I am a girl as you see in my profile. A woman who always try to laugh even life is full of sucks. I am 27years old now and have two kids and ofcourse I am already married at the age of 18years old while I'm on my 2rd year college. My life from the start I think is okey but at the middle I don't know where my life is or "what is my life going through".
I was living with my grandmother and grandfather since my mother gave birth to me. She spent almost a year or 8months and they don't have a choice but to go far away to make money and support my needs as their first born child though it's just 3hours a way from home. My grandfather was a hands on father to me as he makes a story of my childhood months before I get married. He always carry me at midnight when I was months old since I am a crying little baby before and I don't stop crying until 3-4am in the dawn. When times passed by I am already in my kindergarten when my mother gave birth to the second baby and it's a girl. Yeah I am "ATE" and I need to be an ate ,my mother stops to work and stay in the house for 1year and yes she left my little sister too in my grandmother and ofcourse I need to help my "nanay/grandma" to take care of my little sister ,it's not literally that I need to taking care of her fully since I am just only in kindergarten. And yes I still remember. Sometimes I need to look after here when I'm home and as an ordinary children who plays a lot after school ,me? Well maybe 3 or 4 times a week is better than nothing. Until time passed by and I am grade 5 and my sister started to go to school I am the one who always looked for her in recess and lunch break. And started thinking what if my mother is here ? What if like some of the other students their mother are always their during events or lunch break. Yeah I wasn't able to feel that one when I am in grade 1 ,2,3,4,5 and I feel so pity for my little sister that even she also experienced this one although yes my grandmother sometimes are always there but mostly my auntie is the representative oh divah ! But Still I don't have a choice but to pursue my studies and continue living like nothing extra baggage in my heart and in my life.

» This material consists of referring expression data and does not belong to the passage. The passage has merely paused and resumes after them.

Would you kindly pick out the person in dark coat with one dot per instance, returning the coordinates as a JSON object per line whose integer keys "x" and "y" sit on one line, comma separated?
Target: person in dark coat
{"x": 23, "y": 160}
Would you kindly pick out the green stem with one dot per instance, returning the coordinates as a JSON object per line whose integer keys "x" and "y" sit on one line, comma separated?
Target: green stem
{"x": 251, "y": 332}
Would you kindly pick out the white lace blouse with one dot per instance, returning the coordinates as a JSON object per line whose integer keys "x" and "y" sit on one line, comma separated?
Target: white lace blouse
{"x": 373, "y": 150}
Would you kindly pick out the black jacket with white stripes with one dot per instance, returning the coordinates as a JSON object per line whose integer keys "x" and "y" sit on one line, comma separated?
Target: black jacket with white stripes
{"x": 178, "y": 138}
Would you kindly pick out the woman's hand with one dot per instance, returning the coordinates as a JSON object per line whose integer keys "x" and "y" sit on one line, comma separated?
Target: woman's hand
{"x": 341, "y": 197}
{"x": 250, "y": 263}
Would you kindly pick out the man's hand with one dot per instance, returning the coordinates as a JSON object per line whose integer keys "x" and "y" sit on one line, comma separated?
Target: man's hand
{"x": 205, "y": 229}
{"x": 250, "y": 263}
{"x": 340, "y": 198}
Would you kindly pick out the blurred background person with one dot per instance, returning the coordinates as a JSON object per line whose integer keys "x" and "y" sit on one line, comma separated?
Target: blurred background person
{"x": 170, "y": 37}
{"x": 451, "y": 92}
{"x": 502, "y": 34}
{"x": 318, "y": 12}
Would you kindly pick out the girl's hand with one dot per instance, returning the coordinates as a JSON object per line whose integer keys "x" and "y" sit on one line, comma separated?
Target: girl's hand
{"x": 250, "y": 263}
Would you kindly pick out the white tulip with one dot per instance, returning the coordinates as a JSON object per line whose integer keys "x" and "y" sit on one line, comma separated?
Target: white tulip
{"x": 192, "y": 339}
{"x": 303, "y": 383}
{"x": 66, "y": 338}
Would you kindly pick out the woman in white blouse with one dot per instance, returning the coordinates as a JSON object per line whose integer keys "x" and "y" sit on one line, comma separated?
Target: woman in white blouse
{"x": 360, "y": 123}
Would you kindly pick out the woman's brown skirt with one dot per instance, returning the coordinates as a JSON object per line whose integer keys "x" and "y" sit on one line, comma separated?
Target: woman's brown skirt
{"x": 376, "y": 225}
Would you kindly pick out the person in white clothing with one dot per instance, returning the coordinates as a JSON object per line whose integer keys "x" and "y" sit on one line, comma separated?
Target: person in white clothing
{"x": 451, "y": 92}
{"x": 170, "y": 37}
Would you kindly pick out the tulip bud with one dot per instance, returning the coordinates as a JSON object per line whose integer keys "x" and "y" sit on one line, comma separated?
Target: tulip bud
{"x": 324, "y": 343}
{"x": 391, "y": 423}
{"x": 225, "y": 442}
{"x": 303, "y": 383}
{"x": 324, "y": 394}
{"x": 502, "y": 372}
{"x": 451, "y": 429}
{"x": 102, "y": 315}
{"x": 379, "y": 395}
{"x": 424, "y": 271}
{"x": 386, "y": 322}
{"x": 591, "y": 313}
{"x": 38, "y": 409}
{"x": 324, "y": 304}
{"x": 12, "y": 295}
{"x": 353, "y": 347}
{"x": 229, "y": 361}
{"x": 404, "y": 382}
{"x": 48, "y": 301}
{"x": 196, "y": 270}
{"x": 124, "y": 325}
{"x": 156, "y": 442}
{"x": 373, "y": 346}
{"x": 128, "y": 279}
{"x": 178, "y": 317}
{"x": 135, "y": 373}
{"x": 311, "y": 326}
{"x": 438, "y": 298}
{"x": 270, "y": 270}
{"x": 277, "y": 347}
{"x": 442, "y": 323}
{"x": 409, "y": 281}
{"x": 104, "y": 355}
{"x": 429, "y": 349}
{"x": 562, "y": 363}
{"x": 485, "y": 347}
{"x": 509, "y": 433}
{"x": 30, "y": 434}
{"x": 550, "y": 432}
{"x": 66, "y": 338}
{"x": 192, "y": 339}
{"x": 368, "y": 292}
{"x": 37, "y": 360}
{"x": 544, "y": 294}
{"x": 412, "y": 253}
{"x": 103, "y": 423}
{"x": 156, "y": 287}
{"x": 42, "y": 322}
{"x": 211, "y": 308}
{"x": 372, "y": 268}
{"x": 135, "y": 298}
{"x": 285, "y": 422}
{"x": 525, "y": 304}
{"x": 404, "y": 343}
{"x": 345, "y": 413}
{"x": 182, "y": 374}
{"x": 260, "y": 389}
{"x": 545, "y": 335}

Yes I am in my middle school and another news my mother is pregnant and it's a boy ,I am very happy but sad because I need to take care a baby again and this time I can managed and my grandma become weak because of the illness she's suffering and I need to be more patient enough to spendmt most of my time to my sister and little brother .My childhood is not easy and it is so extraordinary . Extra work ,extra understanding ,extra love and extra effort and patience. I really wanted to burst out to my mom and father too because they left me extra bagges without even thinking if I myself also have a hard time and extra loads too . But I can't complain and I won't because in my side profile I just need to be more understanding. But even though I suffered a lot of effort I am still a failure. Failed for everything , failures are in my system and always being compared to others . From then I became so hard , become a bad girl and inshort I suffered a lot of depression and no one knows I am in that stage already. I started hating my life ,my mother father and my family.
To make my story short I am lost .!!!